Rebuke for Government over claims to protect police funding
CHANCELLOR George Osborne and Home Secretary Theresa May have come under fire for claiming that police funding would be protected, when tens of millions of pounds were being cut from forces across England and Wales.
In the Autumn Statement, Mr Osborne said there would be “no cuts in the police budgets at all” and there would be “real-terms protection for police funding”.
However, the UK Statistics Authority has ruled that budgets for police forces in England and Wales are being cut by £160m in real-terms between 2015/16 and 2016/17.
Mrs May dismissed the figure when it was quoted in House of Commons Library research, but Sir Andrew Dilnot, chairman of the statistics watchdog, has written to Labour’s Shadow Home Secretary Andy Burnham to say he backed the analysis.
“Having reviewed the Written Ministerial Statement, more could have been done to provide greater clarity about the data in the Statement and the Police Grant Report and how they relate,” he said.

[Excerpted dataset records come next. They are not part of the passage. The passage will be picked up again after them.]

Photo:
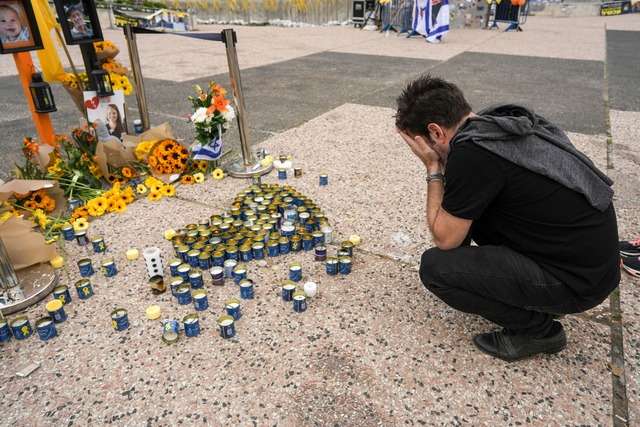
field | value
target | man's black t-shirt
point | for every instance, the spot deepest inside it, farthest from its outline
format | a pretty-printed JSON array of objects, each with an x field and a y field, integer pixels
[{"x": 535, "y": 216}]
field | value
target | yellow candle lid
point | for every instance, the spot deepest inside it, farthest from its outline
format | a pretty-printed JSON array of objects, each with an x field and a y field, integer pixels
[{"x": 153, "y": 312}]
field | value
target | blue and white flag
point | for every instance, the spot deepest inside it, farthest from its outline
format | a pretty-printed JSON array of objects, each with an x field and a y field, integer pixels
[
  {"x": 211, "y": 151},
  {"x": 438, "y": 20},
  {"x": 431, "y": 19}
]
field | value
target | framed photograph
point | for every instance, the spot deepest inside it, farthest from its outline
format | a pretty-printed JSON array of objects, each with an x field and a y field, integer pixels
[
  {"x": 108, "y": 113},
  {"x": 79, "y": 21},
  {"x": 18, "y": 27}
]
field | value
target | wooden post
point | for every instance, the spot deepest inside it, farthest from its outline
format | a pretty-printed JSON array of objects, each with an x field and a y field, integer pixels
[{"x": 24, "y": 64}]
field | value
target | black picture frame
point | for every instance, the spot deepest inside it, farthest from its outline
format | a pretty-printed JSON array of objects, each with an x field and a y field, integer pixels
[
  {"x": 79, "y": 21},
  {"x": 23, "y": 28}
]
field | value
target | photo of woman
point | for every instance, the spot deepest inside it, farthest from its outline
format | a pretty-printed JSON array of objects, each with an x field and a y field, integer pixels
[
  {"x": 81, "y": 26},
  {"x": 114, "y": 121}
]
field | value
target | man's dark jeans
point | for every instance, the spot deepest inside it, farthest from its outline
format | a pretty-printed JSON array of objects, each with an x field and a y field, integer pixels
[{"x": 500, "y": 285}]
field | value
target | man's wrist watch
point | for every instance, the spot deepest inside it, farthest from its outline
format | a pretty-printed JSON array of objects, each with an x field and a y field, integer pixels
[{"x": 436, "y": 175}]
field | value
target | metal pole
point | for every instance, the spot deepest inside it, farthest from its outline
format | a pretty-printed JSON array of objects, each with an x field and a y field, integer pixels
[
  {"x": 251, "y": 162},
  {"x": 132, "y": 47}
]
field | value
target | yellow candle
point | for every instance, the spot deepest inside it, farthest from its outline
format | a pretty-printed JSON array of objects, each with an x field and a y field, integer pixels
[
  {"x": 132, "y": 254},
  {"x": 153, "y": 312},
  {"x": 57, "y": 262}
]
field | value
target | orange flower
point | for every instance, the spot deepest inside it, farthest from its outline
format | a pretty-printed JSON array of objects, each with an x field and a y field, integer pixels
[{"x": 220, "y": 103}]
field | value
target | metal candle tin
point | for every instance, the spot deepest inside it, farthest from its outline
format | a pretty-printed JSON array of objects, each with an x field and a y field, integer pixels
[
  {"x": 193, "y": 257},
  {"x": 81, "y": 237},
  {"x": 61, "y": 292},
  {"x": 173, "y": 266},
  {"x": 183, "y": 293},
  {"x": 332, "y": 266},
  {"x": 83, "y": 286},
  {"x": 157, "y": 284},
  {"x": 344, "y": 265},
  {"x": 204, "y": 260},
  {"x": 299, "y": 301},
  {"x": 321, "y": 252},
  {"x": 233, "y": 308},
  {"x": 245, "y": 253},
  {"x": 288, "y": 288},
  {"x": 229, "y": 265},
  {"x": 227, "y": 326},
  {"x": 284, "y": 245},
  {"x": 191, "y": 325},
  {"x": 67, "y": 232},
  {"x": 318, "y": 238},
  {"x": 273, "y": 249},
  {"x": 217, "y": 275},
  {"x": 119, "y": 319},
  {"x": 170, "y": 331},
  {"x": 296, "y": 243},
  {"x": 98, "y": 244},
  {"x": 246, "y": 289},
  {"x": 200, "y": 301},
  {"x": 258, "y": 250},
  {"x": 307, "y": 242},
  {"x": 85, "y": 267},
  {"x": 174, "y": 282},
  {"x": 5, "y": 332},
  {"x": 295, "y": 271},
  {"x": 46, "y": 328},
  {"x": 55, "y": 309},
  {"x": 183, "y": 271},
  {"x": 347, "y": 245},
  {"x": 109, "y": 267},
  {"x": 195, "y": 278},
  {"x": 21, "y": 327}
]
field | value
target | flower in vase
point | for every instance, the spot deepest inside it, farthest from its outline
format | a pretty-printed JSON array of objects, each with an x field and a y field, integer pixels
[
  {"x": 217, "y": 174},
  {"x": 154, "y": 196},
  {"x": 198, "y": 177},
  {"x": 168, "y": 190}
]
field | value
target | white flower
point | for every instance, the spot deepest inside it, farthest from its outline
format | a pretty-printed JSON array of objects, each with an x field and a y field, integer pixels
[
  {"x": 200, "y": 115},
  {"x": 229, "y": 114}
]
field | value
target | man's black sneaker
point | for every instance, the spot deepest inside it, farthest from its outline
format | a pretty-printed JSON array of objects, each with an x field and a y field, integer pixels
[
  {"x": 632, "y": 265},
  {"x": 630, "y": 248},
  {"x": 511, "y": 346}
]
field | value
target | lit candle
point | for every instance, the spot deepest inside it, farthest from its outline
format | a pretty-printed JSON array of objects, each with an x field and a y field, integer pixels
[
  {"x": 153, "y": 312},
  {"x": 132, "y": 254},
  {"x": 57, "y": 262},
  {"x": 310, "y": 288}
]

Mr Burnham has called on the Chancellor to apologise for misleading MPs, describing the letter as a “very embarrassing rebuke”.
Mr Osborne “personally promised police forces that their budgets would be protected”, said Mr Burnham. “We now know that that is not the case. Government funding is being cut in real-terms and the local precepts won’t make up the shortfall.”
The Chancellor should “apologise to the House, correct the record and find extra money to honour his promise”, he added.
Mark Smith, Chairman of Essex Police Federation, said: “We knew. We said that what they’ve said on there being no more cuts wasn’t true. We all knew that. We said it. And I think people need to start realising, they need to start listening to us.
“The cuts do continue because they’re cuts by the back door. For instance, they wanted more money put into counter-terrorism. There wasn’t any new money, we had to top slice the budgets to put that money. They want more firearms officers. There’s no new money for the firearms officers, it has to come out of the existing budgets again. So really that’s cuts to policing for these specialist roles without any new money. But they don’t say that do they?”
Police minister Mike Penning has said: “As the Chancellor set out in the Autumn Statement, overall police spending will be protected in real terms. Police spending will increase from nearly £11.4 billion this year to £12.3 billion at the end of the Spending Review period.
“This is an increase of just under eight per cent, or £900 million in cash terms, and a protection in real terms over the course of this Parliament – if Police and Crime Commissioners maximise their precept.”